This is a summary of Simats, A., Zhang, S., Messerer, D. et al. (2024). Innate immune memory after brain injury drives inflammatory cardiac dysfunction. Published in Cell. https://doi.org/10.1016/j.cell.2024.06.028
The challenge
A stroke not only causes immediate damage to the brain, but it can also have long-term health implications for other organs, such as the heart. However, unlike the acute inflammatory response within hours to a few days, the chronic effects of brain injury on systemic immunity are largely unknown. We hypothesized that the high rate of additional health conditions that develop after a stroke could have a common immunological cause, and result from long-term changes in the function of innate immune cells.
Our approach
To study epigenetic changes we used single-cell sequencing and mouse models. We validated our observations using clinical data from three representative stroke patients recruited by the Stroke Induced Cardiac FAILure (SICFAIL) study consortium that were followed up by cardiac echocardiography at three and 6 months after their stroke.
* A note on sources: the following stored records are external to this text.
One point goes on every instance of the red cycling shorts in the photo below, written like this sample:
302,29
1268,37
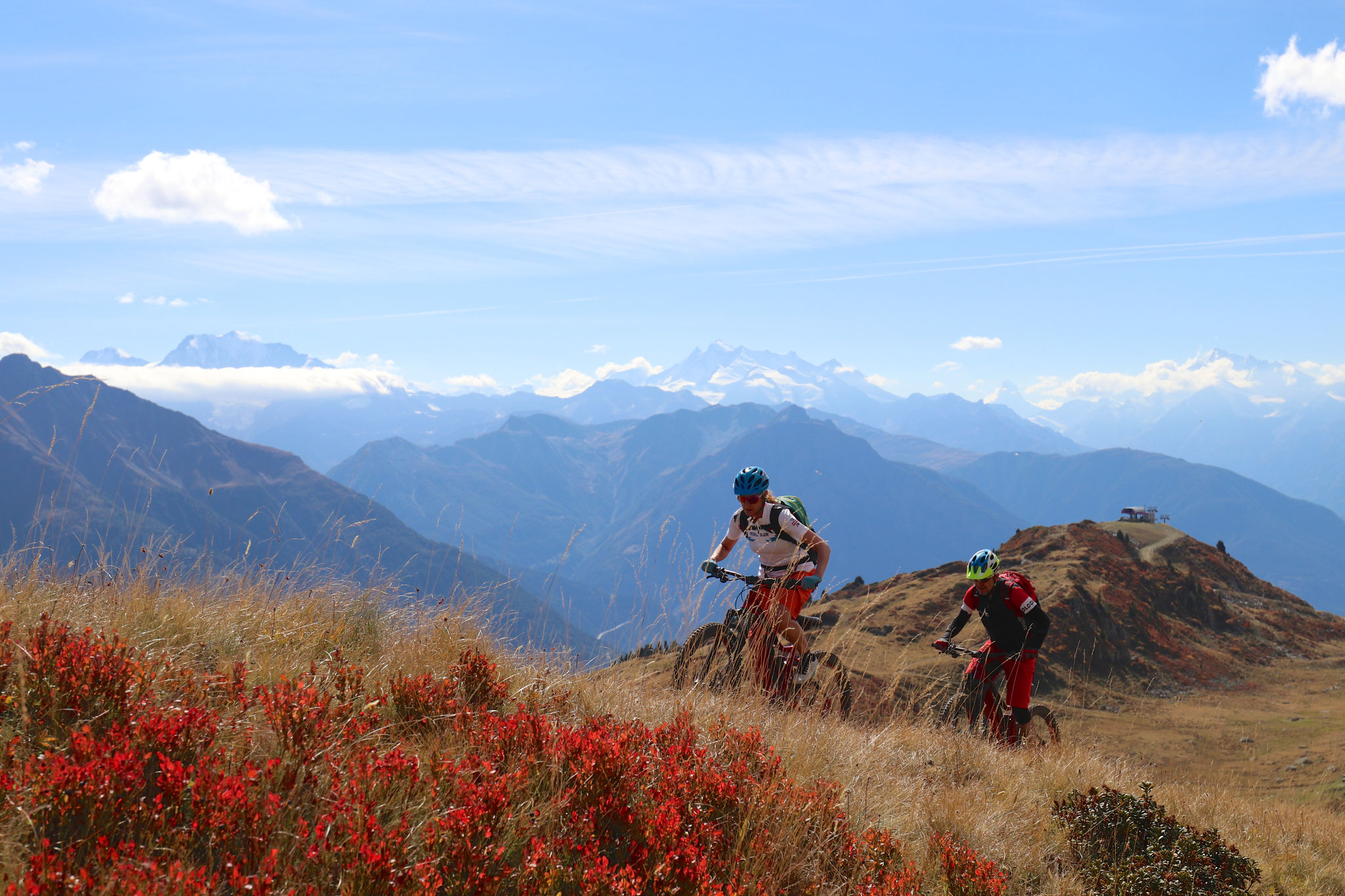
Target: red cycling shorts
1017,673
780,591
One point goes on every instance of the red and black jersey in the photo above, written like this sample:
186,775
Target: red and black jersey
1002,612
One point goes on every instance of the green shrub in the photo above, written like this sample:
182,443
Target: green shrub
1130,847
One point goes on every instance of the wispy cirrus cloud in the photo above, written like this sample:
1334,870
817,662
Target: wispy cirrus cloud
975,343
20,344
643,200
26,177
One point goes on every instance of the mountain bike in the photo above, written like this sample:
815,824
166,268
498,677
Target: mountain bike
979,706
720,656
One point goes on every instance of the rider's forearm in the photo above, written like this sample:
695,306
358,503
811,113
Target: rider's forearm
957,625
824,557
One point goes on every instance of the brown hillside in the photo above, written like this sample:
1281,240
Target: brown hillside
1137,608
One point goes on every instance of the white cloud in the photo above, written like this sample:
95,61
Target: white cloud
240,385
634,364
1160,377
164,301
26,177
200,187
564,385
1292,75
471,383
1324,373
18,343
355,359
971,343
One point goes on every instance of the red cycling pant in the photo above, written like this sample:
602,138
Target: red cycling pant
1017,673
786,591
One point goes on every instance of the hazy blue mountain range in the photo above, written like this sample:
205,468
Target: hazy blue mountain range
728,373
630,508
323,430
1296,544
93,473
1278,423
236,350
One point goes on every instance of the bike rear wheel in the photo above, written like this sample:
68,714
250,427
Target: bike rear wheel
709,660
829,691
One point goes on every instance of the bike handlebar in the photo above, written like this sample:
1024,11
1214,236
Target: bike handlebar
730,575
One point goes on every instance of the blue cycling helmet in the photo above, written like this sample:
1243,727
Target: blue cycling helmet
982,565
751,480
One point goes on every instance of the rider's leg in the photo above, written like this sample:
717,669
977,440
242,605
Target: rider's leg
789,628
1019,675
In addition, we obtained myocardial autopsy samples from patients that had died 1–3 months after stroke or from age-matched control subjects that had died without cardiac or brain disorder
Our findings
We demonstrated that certain immune cells (monocytes/macrophages) in various organs undergo permanent proinflammatory changes in their transcriptome for up to three months after a stroke. Essentially, specific gene segments are transcribed differently, leading to an imbalance in the proteome. These epigenetic modifications most commonly occur in the heart, where they can result in cardiac fibrosis and impaired pumping function. Our research has pinpointed the protein IL-1b as the main contributor to these epigenetic alterations, which influences immunological memory after a stroke. We were able to demonstrate the connection between modified blood formation in bone marrow through overexpressed IL-1b and cardiac dysfunctions in a mouse model. Furthermore, we showed that blocking IL-1b, as well as inhibiting migration of the proinflammatory cells to the heart, successfully prevented cardiac problems after stroke.
The implications
Our findings suggest new avenues for treating and preventing heart problems that can occur after a stroke. The reprogramming of the immune system in the brain and the heart, as revealed by our research, could be the key to understanding and addressing health issues related to IL-1b.
Creating SyNergies
The research was led by Arthur Liesz and included SyNergy members Martin Dichgans, Nikolaus Plesnila, and Eduardo Beltrán and was supported by several SyNergy Hubs. Follow-up studies investigating the brain – bone marrow axis after stroke are already planned and will involve further SyNergy members to leverage their unique expertise in innate immunity and systems biology.